Of course, both Vanek and Ballard’s departures would be semi-expected, unlike that of netminder Travis Weber, who left the team a month before the start of this season for personal reasons. That left backup Justin Johnson and Briggs, a rookie not expected to carry the load, as the goaltenders for a team that needed a veteran presence between the pipes.

Briggs, the number-one goaltender down the stretch, will have that year of experience to start next season. Also on board will be Guyer, steady blueliner Chris Harrington, high-upside Barry Tallackson, rapidly-developing Danny Irmen and another Potulny — Ryan, who showed great promise after returning from injury, giving up a medical redshirt to play with big brother Grant.

Those players, and the rest of the Gophers, will be expected to take up the chase for the NCAA title anew, no matter how much talent has been lost.

This is the State of Hockey, after all, where championships are expected, even after a 23-year hiatus between legendary coach Herb Brooks’ 1979 title-winners (Brooks’ third, all with Minnesota) and Lucia’s 2002 team.

(The state, of course, may still get its championship courtesy of the Bulldogs, who play Denver in the first national semifinal Thursday.)

So what derailed this year’s chances? Minnesota was picked — inappropriately, perhaps — as the No. 1 team in the nation in the preseason USCHO.com poll, before falling almost out of the national picture by mid-November. But by the end of the season, no one wanted to play the Gophers.

No one, that is, except for the Bulldogs, who were itching for redemption after their Final Five loss.
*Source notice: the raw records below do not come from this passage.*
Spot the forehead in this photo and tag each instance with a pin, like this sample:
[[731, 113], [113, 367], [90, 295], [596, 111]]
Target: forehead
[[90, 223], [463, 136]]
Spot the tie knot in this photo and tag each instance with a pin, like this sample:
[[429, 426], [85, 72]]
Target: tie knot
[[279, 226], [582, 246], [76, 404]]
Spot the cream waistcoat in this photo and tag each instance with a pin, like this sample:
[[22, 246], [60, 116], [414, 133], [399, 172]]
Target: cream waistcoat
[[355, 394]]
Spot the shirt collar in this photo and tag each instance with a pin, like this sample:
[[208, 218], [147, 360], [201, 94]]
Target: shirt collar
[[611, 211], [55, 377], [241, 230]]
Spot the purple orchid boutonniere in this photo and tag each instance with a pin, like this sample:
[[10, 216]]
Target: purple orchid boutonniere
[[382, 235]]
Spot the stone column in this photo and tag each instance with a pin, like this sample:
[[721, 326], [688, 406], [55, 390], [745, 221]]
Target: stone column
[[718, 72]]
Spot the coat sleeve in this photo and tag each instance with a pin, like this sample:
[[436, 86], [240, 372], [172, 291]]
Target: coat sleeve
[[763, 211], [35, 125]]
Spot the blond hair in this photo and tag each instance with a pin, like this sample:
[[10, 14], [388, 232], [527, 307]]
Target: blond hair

And history will likely record that Minnesota was simply beaten by a better team.

But for the Gophers, it’s hardly a time to hang their heads.

“These seniors have been a part getting two playoff titles, two national titles — you see how difficult it is to get to a Frozen Four once, to be able to win back-to-back national titles is a tremendous accomplishment,” said Lucia after the loss.

“They’ve had the weight of that on their shoulders all year. I couldn’t be more proud of our guys and what they’ve accomplished.”

Paula C. Weston contributed to this report.